L’événement a provoqué une mobilisation rarement observée à Mbanza-Ngungu. En ce dimanche, après les cultes et messes dans les différentes paroisses et communautés religieuses, la population a convergé massivement vers le lieu de rassemblement, transformé pour l’occasion en espace populaire d’expression.
Forces politiques, cadres et militants des partis, étudiants de l’Université Kongo et d’autres établissements supérieurs, élèves, professeurs, opérateurs économiques, commerçants, jeunes entrepreneurs, responsables d’associations féminines, femmes commerçantes, mouvements de jeunesse… tous ont tenu à marquer leur présence.
Plusieurs commerces de la ville ont tourné au ralenti, certains n’ayant presque pas ouvert leurs portes, tant l’attention était focalisée sur l’arrivée de la Cheffe du Gouvernement.
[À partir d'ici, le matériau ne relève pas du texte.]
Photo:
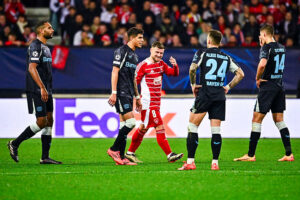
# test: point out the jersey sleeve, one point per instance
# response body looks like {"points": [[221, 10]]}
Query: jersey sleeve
{"points": [[233, 66], [118, 58], [139, 72], [264, 52], [35, 53], [169, 71], [197, 57]]}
Devant cette foule compacte, Judith Suminwa a tenu à saluer cette mobilisation spontanée et à rappeler le sens de sa visite.
« Je suis contente de votre mobilisation pour m’accueillir au Kongo Central. Je suis venue réaliser ma promesse faite l’autre fois pour la pose de la première pierre lançant les travaux des cliniques universitaires de l’Université Kongo. Je tiens à remercier le comité de gestion de cette université pour cet ouvrage qui va permettre aux étudiants d’apprendre dans les meilleures conditions. Les engagements du Chef de l’État seront réalisés. Je mets la pression sur mon Gouvernement… », a-t-elle déclaré.
Avant d’ajouter : « Je sais qu’il y a beaucoup de problèmes à régler. Nous avons débuté les travaux de construction de la route de Nkamba, dite “Route de la passion”. »
Le complexe hospitalier, baptisé en son nom, constitue un hommage à son élévation au rang de première femme Premier Ministre de la République démocratique du Congo et première personnalité issue du Kongo Central à accéder à cette fonction.
Le projet porté par l’Université Kongo prévoit la construction d’une polycliniques d’une capacité de 3 000 lits, intégrant l’ensemble des services médicaux nécessaires afin de répondre aux besoins sanitaires de la population, tout en offrant un cadre optimal de formation et de recherche aux étudiants en médecine.
Le coût global des cliniques universitaires est estimé à 6,7 millions USD, auxquels s’ajoutent 2,5 millions USD pour l’acquisition des équipements médicaux. Les travaux du premier module devraient durer un an et six mois.
Au-delà de ces cliniques, l’Université envisage un vaste complexe médical dont la réalisation complète est projetée sur cinq ans, pour un montant estimé à 50 millions USD. Une e-collecte permettra de mobiliser 40 % des fonds, tandis que 60 % seront ouverts à l’investissement de volontaires appelés à devenir co-propriétaires du projet.
Si l’accueil populaire de ce dimanche a donné le ton, le moment décisif reste attendu ce lundi 23 février : la pose officielle de la première pierre des Cliniques universitaires de l’Université Kongo, à Kisantu.
Ce geste symbolique marquera le lancement effectif d’un projet structurant pour la formation médicale, la recherche scientifique et l’amélioration de l’offre de soins dans le Kongo Central et au-delà, qui s’aligne bien avec le quatrième pilier du Programme d’actions du Gouvernement qui promeut l’accès à des meilleures formations et aux soins de santé de qualité à travers le territoire national.